Singapore’s inflation expectations dip with higher interest rates, global headwinds: poll
SINGAPOREANS’ headline inflation expectations for the year ahead fell, down to 3.8 per cent in a December poll from an 11-year high of 4.6 per cent in September 2022, according to the latest quarterly results of the Singapore Index of Inflation Expectations (Sindex).
However, the fourth quarter one-year-ahead inflation expectations are still higher than the average one-year-ahead expectations of 3.2 per cent since inception in 2011.
The Sindex report, published on Monday (Jan 16) jointly by DBS and Singapore Management University (SMU), is derived from an online survey of 500 randomly selected individuals that represent a cross-section of Singaporean households.
DBS and SMU noted that consumers saw a moderately negative impact from the pandemic on Singapore’s economic growth, given global uncertainty, tightening of monetary policies, and economic and geopolitical disruptions.
Singapore consumers also felt that over the next 12 months, they expect to spend slightly more due to price increases despite possible cutbacks on consumption.
DBS and SMU observed a distinct bimodal distribution, which means there are two large groups who disagree on whether the impact would be positive or negative. Consumer sentiment on overall inflation was mixed, with some 41 per cent of those surveyed expecting inflation to decrease while 45 per cent felt that it would increase.
The elevated risk of a global downturn in the face of rising interest rates to tackle persistent inflation and cost of living is causing a “cognitive dissonance” among both consumers and policy economists, said SMU assistant professor of finance and founding principal investigator of the DBS-SKBI Sindex project, Aurobindo Ghosh.

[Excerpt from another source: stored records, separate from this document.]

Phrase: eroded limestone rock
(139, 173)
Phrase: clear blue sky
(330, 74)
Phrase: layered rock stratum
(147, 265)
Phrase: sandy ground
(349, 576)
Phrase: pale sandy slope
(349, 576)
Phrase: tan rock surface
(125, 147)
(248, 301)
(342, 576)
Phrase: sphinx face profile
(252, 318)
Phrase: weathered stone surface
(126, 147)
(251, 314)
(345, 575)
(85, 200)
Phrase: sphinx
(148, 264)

“Domestically, despite a forward guidance of a strong Singapore dollar by the MAS (Monetary Authority of Singapore), Singapore consumers are facing elevated price pressures from a tighter labour market, accommodation, utility, food costs and potentially a higher GST (goods and services tax) rate of 8 per cent,” he added.

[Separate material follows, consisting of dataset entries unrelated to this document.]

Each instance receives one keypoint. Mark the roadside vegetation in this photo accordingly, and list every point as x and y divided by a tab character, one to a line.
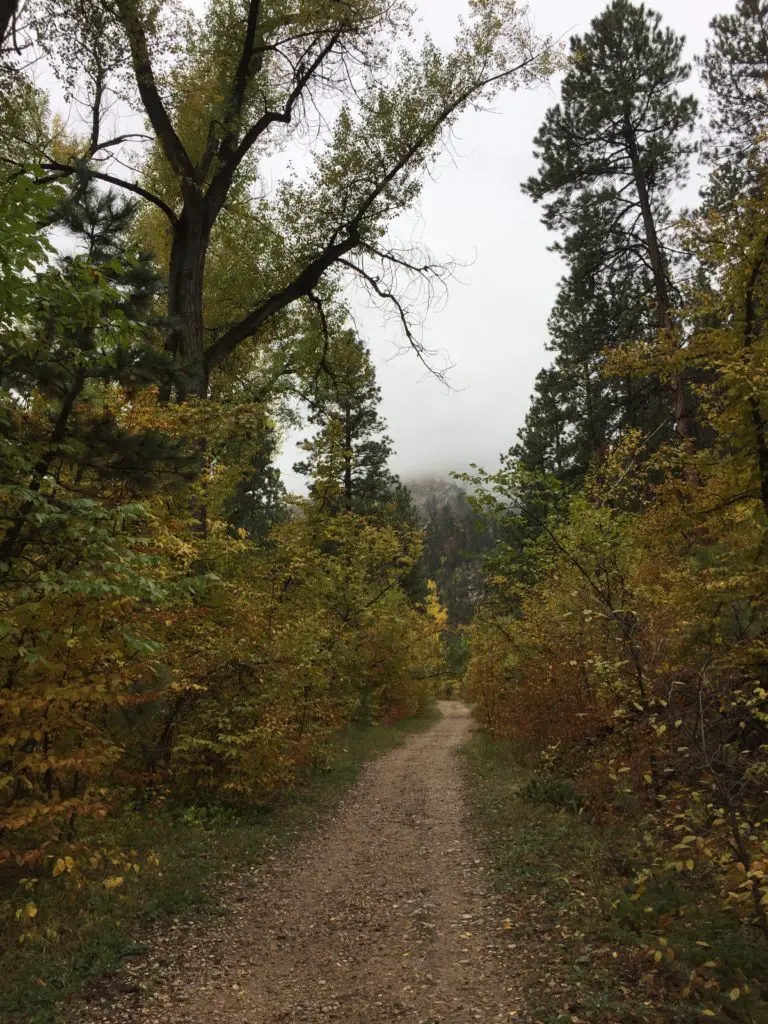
197	852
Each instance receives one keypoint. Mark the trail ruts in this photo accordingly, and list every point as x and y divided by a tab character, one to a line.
380	915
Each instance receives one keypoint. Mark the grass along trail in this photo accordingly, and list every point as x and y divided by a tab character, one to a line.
381	914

However, there is a more stable decline in long-term inflation expectations, raising the hope of more grounded inflation expectations to a new normal, said Ghosh.

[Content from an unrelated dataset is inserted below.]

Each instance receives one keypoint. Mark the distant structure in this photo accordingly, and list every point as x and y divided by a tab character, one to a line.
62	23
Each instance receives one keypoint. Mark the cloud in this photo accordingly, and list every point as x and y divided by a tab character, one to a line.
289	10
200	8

Ghosh also attributed reducing inflationary expectations to the slowdown in global growth and central banks in major economies raising interest rates.
“Resolution of pandemic-induced supply chain disruptions are also expected to relieve price pressures,” he said.
After accommodating for potential behavioural biases, free response overall inflation expectations notably remained unchanged at 6 per cent in December compared to September.
Data from MAS forecast a median of 5.2 per cent for consumer price index (CPI) all-items inflation in 2023.
The latest CPI data from the Department of Statistics also showed a 6.1 per cent year-on-year increase for CPI all-items in January to November 2022, with the latest November monthly inflation print coming in at 6.7 per cent year on year.
The overall CPIEx Inflation Expectations, after adjusting for potential component-wise behavioural biases and recombining across components, increased slightly to 6.4 per cent in December, from 5.7 per cent in September.
Inflation expectations of all individual components also recorded some divergence. Expectations across components including food, healthcare, and housing and utilities rose. However, expectations for transport inflation dipped to 7 per cent from 8 per cent in December.
Remaining components’ inflation expectations remained steady at 5 per cent.
Core inflation expectations for the year ahead also dropped to 3.6 per cent for a subgroup of the population who own their accommodation and use public transport, from 4.6 per cent in September.
In addition, the December survey found that around 10.8 per cent of Singaporeans polled expect a more than 5 per cent reduction in salary in the next year, similar to the 10.2 per cent in September. The median salary increment expectations remained unchanged between 1 and 5 per cent.
As part of efforts to slow the momentum of inflation and ensure medium-term price stability, MAS further tightened monetary policy on Oct 14, 2022, its fifth consecutive tightening move since October 2021.